While it’s possible to create amazingly complex layouts using tools like CSS floats, positioning rules and the odd bit of JavaScript, none of those tools were actually created explicitly for laying out content, which is why it’s amazingly complex to get them working the way you want across browsers.
Soon, however, you’ll be able to throw out your floats and embrace a better way — the CSS Flexible Box Model, better known as simply Flexbox. Flexbox enables you to create complex layouts with only a few lines of code — no more floats and “clearfix” hacks.
Perhaps even more powerful — especially for those building responsive websites — the Flexbox order property allows you to create layouts completely independent of the HTML source order. Want the footer at the top of the page for some reason? No problem, just set your footer CSS to order: 1;. Flexbox also makes it possible to do vertical centering. Finally.
We’ve looked at Flexbox in the past, but, unfortunately the spec has undergone a serious re-write since then, which renders older code obsolete. If you’d like to get up to speed with the new syntax, the Adobe Developer Blog recently published a guide to working with Flexbox by developer Steven Bradley.
Bradley walks through the process of using Flexbox in both mobile and desktop layouts, rearranging source order and elements to get both layouts working with a fraction of the code it would take to do the same using floats and other, older layout tools. The best way to wrap your head around Flexbox is to see it in action, so be sure to follow the links to Bradley’s demo page using either Chrome, Opera or Firefox 20+.

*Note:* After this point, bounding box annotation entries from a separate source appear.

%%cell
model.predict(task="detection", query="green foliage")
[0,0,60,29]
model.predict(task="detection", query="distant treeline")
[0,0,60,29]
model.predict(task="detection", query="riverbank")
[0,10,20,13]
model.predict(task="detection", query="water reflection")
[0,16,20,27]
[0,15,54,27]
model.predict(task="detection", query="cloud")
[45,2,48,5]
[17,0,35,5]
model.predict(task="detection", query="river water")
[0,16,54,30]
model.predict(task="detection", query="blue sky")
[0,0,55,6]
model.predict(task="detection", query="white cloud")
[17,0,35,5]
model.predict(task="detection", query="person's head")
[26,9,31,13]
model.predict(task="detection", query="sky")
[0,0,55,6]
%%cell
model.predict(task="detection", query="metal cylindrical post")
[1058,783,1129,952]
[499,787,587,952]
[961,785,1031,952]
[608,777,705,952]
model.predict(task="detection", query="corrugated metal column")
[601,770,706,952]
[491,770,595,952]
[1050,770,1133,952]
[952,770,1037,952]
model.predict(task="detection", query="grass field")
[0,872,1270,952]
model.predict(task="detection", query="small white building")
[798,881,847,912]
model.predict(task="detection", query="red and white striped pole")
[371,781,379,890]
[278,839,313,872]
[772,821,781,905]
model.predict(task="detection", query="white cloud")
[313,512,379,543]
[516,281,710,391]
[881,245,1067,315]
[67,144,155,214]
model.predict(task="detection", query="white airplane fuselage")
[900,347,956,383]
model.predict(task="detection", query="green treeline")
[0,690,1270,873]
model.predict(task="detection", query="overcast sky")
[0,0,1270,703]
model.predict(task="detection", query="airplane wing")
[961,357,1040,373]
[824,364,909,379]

For some it may still be too early to use Flexbox. Browser support is improving, but obviously older browsers will never support Flexbox, so bear that in mind. Opera 12 supports the new syntax, no prefix necessary. Chrome supports the new syntax, but needs the -webkit prefix. Like Opera, Firefox 20+ Firefox 22 supports the unprefixed version of the new spec. Prior to v22 (currently in the beta channel), Firefox supports the old syntax. IE 10 supports the older Flexbox syntax. Most mobile browsers support the older syntax, though that is starting to change. [Update: Mozilla developer Daniel Holbert, who is working on the Flexbox code in Firefox, wrote to let me know that the Flexbox support has been pushed back to Firefox 22. Actually the new Flexbox syntax is part of Firefox 20 and up, but until v22 arrives it's disabled by default. You can turn it on by heading to about:config and searching for layout.css.flexbox.enabled pref. Set it to true and the modern syntax will work.]
So, as of this writing, only two web browsers really support the new Flexbox syntax, though Firefox will make that three in the next month or so.

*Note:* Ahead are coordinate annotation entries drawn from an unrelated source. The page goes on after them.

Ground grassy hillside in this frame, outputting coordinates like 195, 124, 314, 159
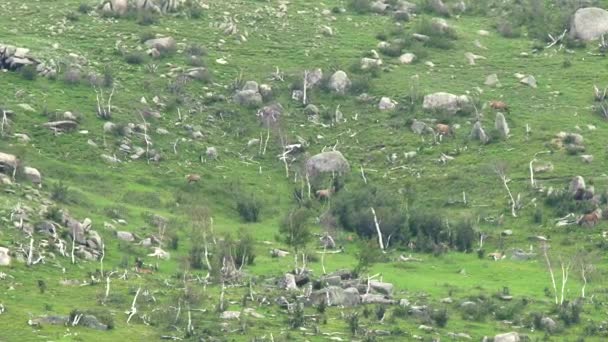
0, 0, 608, 341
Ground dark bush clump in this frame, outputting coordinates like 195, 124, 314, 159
236, 194, 262, 222
125, 52, 146, 64
19, 65, 38, 81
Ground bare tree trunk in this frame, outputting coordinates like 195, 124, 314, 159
302, 70, 308, 105
581, 265, 587, 298
127, 287, 141, 324
262, 127, 270, 155
530, 158, 536, 188
103, 275, 110, 304
27, 237, 34, 266
370, 207, 384, 250
542, 243, 559, 304
559, 257, 570, 304
361, 165, 367, 184
71, 229, 76, 265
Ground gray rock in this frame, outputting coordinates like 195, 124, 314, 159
378, 96, 397, 110
306, 151, 350, 176
410, 119, 433, 135
422, 92, 470, 115
494, 332, 521, 342
570, 7, 608, 41
0, 152, 19, 173
519, 75, 538, 88
78, 315, 109, 331
304, 104, 319, 116
568, 176, 586, 195
23, 166, 42, 185
329, 70, 351, 94
220, 311, 241, 321
494, 112, 511, 138
101, 0, 129, 15
470, 121, 490, 144
361, 293, 397, 305
369, 281, 394, 297
511, 249, 536, 261
310, 286, 361, 307
399, 52, 416, 64
144, 37, 176, 52
116, 231, 135, 242
484, 74, 501, 88
540, 317, 557, 333
281, 273, 298, 290
306, 68, 323, 89
27, 315, 70, 326
0, 247, 11, 266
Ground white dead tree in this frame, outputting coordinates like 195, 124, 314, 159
530, 151, 551, 188
125, 287, 141, 324
494, 163, 518, 217
302, 70, 308, 105
139, 110, 150, 164
370, 207, 384, 251
0, 109, 10, 137
93, 87, 116, 120
541, 242, 558, 304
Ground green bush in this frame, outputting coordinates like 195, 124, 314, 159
65, 12, 80, 21
51, 181, 70, 203
78, 2, 93, 14
19, 65, 38, 81
124, 52, 147, 64
137, 11, 159, 26
349, 0, 372, 14
236, 194, 262, 222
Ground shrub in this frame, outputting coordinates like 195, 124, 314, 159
125, 52, 146, 64
19, 65, 38, 81
188, 4, 203, 19
496, 20, 521, 38
349, 0, 372, 14
139, 31, 156, 43
234, 229, 256, 267
332, 187, 409, 242
63, 68, 82, 85
78, 2, 93, 14
51, 181, 70, 203
236, 194, 262, 222
431, 309, 450, 328
102, 65, 114, 88
349, 75, 371, 95
65, 12, 80, 21
137, 11, 159, 26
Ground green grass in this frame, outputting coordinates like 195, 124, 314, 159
0, 0, 608, 341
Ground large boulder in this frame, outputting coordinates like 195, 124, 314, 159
494, 332, 521, 342
233, 81, 264, 107
0, 152, 19, 173
570, 7, 608, 41
329, 70, 351, 94
422, 92, 470, 115
101, 0, 129, 15
0, 247, 11, 266
369, 281, 393, 296
23, 166, 42, 185
144, 37, 176, 51
310, 286, 361, 307
306, 151, 350, 176
569, 176, 586, 195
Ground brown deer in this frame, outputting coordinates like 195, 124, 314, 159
435, 124, 454, 136
578, 209, 602, 228
315, 187, 335, 200
186, 173, 201, 184
490, 101, 509, 113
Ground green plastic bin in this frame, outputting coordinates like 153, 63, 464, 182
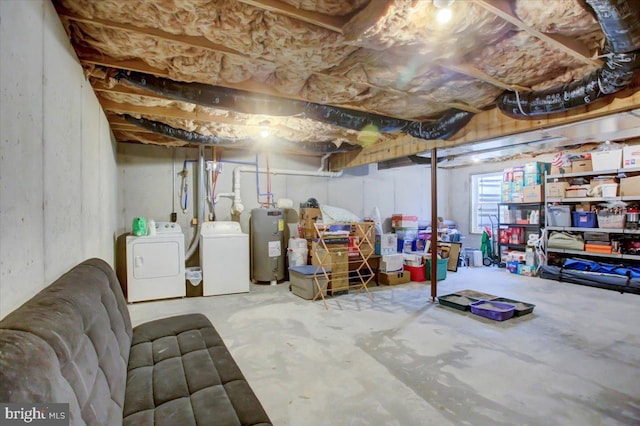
424, 258, 449, 281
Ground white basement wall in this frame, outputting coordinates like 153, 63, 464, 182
118, 144, 448, 260
445, 154, 554, 249
0, 0, 117, 318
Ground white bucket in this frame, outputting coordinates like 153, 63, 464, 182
602, 183, 618, 198
287, 247, 308, 267
471, 250, 483, 266
185, 266, 202, 287
287, 237, 307, 250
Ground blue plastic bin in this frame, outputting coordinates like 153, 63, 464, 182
572, 212, 598, 228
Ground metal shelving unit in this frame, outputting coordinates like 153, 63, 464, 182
545, 163, 640, 292
495, 203, 545, 256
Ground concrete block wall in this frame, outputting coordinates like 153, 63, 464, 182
0, 0, 117, 317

But there is a way to work around some of the issues. First off, check out Chris Coyier’s article on mixing the old and new syntaxes to get the widest possible browser support. Coyier’s methods will get your Flexbox layouts working in pretty much everything but IE 9 and below.
If you’re working on a personal site that might be okay — IE 9 and below would just get a simplified, linear layout. Or you could serve an extra stylesheet with some floats to older versions of IE (or use targeted CSS classes if you prefer). That defeats some of the benefits of Flexbox since you’ll be writing floats and the like for IE, but when usage drops off you can just dump that code and help move your site, and the web, forward.